UNE FORTE RÉSILIENCE ET RÉSISTANCE AUX ANTIBIOTIQUES
Une fois qu’un biofilm est formé, il est très difficile de le déloger, car ce mode de vie offre aux bactéries plusieurs niveaux de protection supplémentaire par rapport aux cellules en suspension :
“ J’ai découvert un signal clé déclenchant la dispersion des biofilms ”
- d’une part, la matrice gélatineuse gène la diffusion de composés antimicrobiens ainsi que l’accès au biofilm des agents du système immunitaire, tout en concentrant les défenses bactériennes telles que les molécules sécrétées capables d’inactiver les antibiotiques ;
- d’autre part, la proximité des cellules favorise la propagation rapide de gènes de résistance ;
- et enfin, d’autres caractéristiques propres comme la présence d’une petite proportion de cellules « persistantes » à métabolisme réduit (presque dormantes), qui tolèrent très bien les traitements antimicrobiens.
Cette résistance accrue peut être un véritable casse-tête. L’utilisation de plus fortes doses est inutile et impossible car cela endommagerait les matériaux ou bien le traitement lui-même risquerait de poser un problème de santé publique.
DÉVELOPPER DE NOUVEAUX OUTILS DE CONTRÔLE DES BIOFILMS
Les biofilms ont attiré de nombreux efforts de recherche et ils commencent à être mieux compris.
Les biofilms ont attiré de nombreux efforts de recherche et ils commencent à être mieux compris. © KKOLOSOV / FOTOLIA.COM
Ainsi, chez certaines espèces, des gènes spécifiques impliqués dans les étapes clés ont pu être identifiés et de nouvelles solutions ciblant l’adhésion, la dispersion, la communication intercellules, ou les messagers intracellulaires ont été mises au point pour améliorer le contrôle des biofilms.
J’ai découvert pendant ma thèse un signal clé déclenchant la dispersion des biofilms : le monoxyde d’azote (NO), une molécule signal universelle dans les systèmes biologiques, qui, quand il est produit dans les biofilms, induit, via le messager secondaire di-GMP cyclique, la dégradation des systèmes d’adhésion et l’activation de la motilité.
Avec des partenaires industriels de l’université où je travaillais à Sydney, nous avons ensuite breveté une série de technologies basées sur la libération de NO. Ainsi, des composés permettant une activation spécifique dans le biofilm peuvent être utilisés pour traiter des maladies infectieuses chroniques.
De plus, nous avons conçu de nouveaux polymères et nanoparticules, capables soit de stocker du NO pour un relargage sur le long terme, soit de catalyser la production de NO à partir de composés présents dans l’eau, et qui peuvent être ainsi utilisés pour des revêtements antibiofilms.
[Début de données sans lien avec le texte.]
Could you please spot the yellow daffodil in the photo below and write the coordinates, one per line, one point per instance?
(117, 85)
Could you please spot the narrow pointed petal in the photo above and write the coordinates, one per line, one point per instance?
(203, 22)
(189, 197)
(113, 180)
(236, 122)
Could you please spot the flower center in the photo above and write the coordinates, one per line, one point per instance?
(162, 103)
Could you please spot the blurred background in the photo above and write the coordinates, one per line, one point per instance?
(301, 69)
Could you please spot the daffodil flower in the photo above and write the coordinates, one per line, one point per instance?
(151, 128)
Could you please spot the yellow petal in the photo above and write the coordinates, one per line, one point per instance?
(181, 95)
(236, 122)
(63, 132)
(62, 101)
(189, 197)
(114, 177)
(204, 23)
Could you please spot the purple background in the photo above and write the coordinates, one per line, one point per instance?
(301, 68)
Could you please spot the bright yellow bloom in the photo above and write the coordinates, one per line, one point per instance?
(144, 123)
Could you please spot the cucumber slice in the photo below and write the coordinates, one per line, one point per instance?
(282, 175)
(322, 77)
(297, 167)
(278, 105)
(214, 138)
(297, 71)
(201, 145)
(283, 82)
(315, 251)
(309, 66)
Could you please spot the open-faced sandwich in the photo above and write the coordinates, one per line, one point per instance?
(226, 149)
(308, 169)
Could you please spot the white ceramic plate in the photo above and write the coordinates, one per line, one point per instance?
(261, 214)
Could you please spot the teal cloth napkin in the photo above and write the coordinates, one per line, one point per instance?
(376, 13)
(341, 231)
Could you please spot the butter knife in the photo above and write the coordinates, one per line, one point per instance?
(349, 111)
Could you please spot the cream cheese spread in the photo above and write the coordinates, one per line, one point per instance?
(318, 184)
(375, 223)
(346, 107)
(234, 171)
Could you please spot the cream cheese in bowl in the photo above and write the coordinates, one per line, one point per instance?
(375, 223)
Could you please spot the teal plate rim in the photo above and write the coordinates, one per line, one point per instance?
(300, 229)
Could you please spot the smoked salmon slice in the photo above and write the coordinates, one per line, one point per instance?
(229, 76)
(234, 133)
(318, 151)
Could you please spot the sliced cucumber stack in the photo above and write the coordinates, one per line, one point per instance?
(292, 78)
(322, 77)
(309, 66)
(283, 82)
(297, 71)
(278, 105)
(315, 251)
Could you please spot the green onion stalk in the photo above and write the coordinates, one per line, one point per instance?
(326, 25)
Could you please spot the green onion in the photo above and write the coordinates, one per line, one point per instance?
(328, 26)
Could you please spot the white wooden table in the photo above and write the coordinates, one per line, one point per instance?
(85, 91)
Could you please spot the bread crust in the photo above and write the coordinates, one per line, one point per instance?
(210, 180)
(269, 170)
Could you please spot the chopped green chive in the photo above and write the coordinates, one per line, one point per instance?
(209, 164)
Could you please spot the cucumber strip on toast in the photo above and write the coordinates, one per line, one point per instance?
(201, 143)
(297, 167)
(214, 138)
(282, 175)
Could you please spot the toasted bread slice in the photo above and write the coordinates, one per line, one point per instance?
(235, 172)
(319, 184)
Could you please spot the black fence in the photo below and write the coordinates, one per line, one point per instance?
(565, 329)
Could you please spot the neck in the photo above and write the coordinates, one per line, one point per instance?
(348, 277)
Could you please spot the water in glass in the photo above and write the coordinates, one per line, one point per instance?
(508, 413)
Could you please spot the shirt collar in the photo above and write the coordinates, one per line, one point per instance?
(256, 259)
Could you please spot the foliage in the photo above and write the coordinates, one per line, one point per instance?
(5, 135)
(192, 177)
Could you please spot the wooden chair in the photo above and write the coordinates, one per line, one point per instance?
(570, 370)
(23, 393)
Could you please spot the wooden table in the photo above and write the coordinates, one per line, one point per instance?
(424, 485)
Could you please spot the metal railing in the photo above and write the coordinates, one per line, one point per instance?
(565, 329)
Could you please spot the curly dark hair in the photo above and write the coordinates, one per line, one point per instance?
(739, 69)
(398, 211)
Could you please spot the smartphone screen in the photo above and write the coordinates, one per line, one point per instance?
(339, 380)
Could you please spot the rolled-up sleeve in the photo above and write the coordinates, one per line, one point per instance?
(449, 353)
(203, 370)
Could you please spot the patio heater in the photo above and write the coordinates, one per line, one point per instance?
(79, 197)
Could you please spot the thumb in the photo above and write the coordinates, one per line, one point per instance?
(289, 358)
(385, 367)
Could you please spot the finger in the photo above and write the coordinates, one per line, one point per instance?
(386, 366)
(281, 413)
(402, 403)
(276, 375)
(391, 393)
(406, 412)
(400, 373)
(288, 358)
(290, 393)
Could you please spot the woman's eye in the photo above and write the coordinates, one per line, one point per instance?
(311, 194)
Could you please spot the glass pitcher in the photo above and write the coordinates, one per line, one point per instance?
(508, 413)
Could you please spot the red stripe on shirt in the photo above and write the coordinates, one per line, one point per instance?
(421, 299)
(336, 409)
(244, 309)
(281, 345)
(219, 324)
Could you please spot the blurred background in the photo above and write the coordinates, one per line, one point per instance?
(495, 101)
SINGAPOUR À LA POINTE DE LA RECHERCHE
Une fois qu’un biofilm est formé, il est très difficile de le déloger.
© KATERYNA_KON / FOTOLIA.COM
Singapour a récemment investi plusieurs centaines de millions de dollars pour la création du centre singapourien pour l’ingénierie des sciences de la vie environnementale, dont le premier objectif est la compréhension du fonctionnement des biofilms.
En combinant des expertises multidisciplinaires en écologie microbienne, génomique, microbiologie et ingénierie environnementale, ces équipes travaillent à développer et améliorer les bioprocédés guidés par les biofilms.
Ainsi, parmi les projets phares figure la mise au point de nouvelles piles à combustible microbiennes capables de créer de l’énergie à partir d’eaux usées ou l’optimisation de biofilms pour accélérer la transformation de produits chimiques recyclables sans générer de déchets toxiques.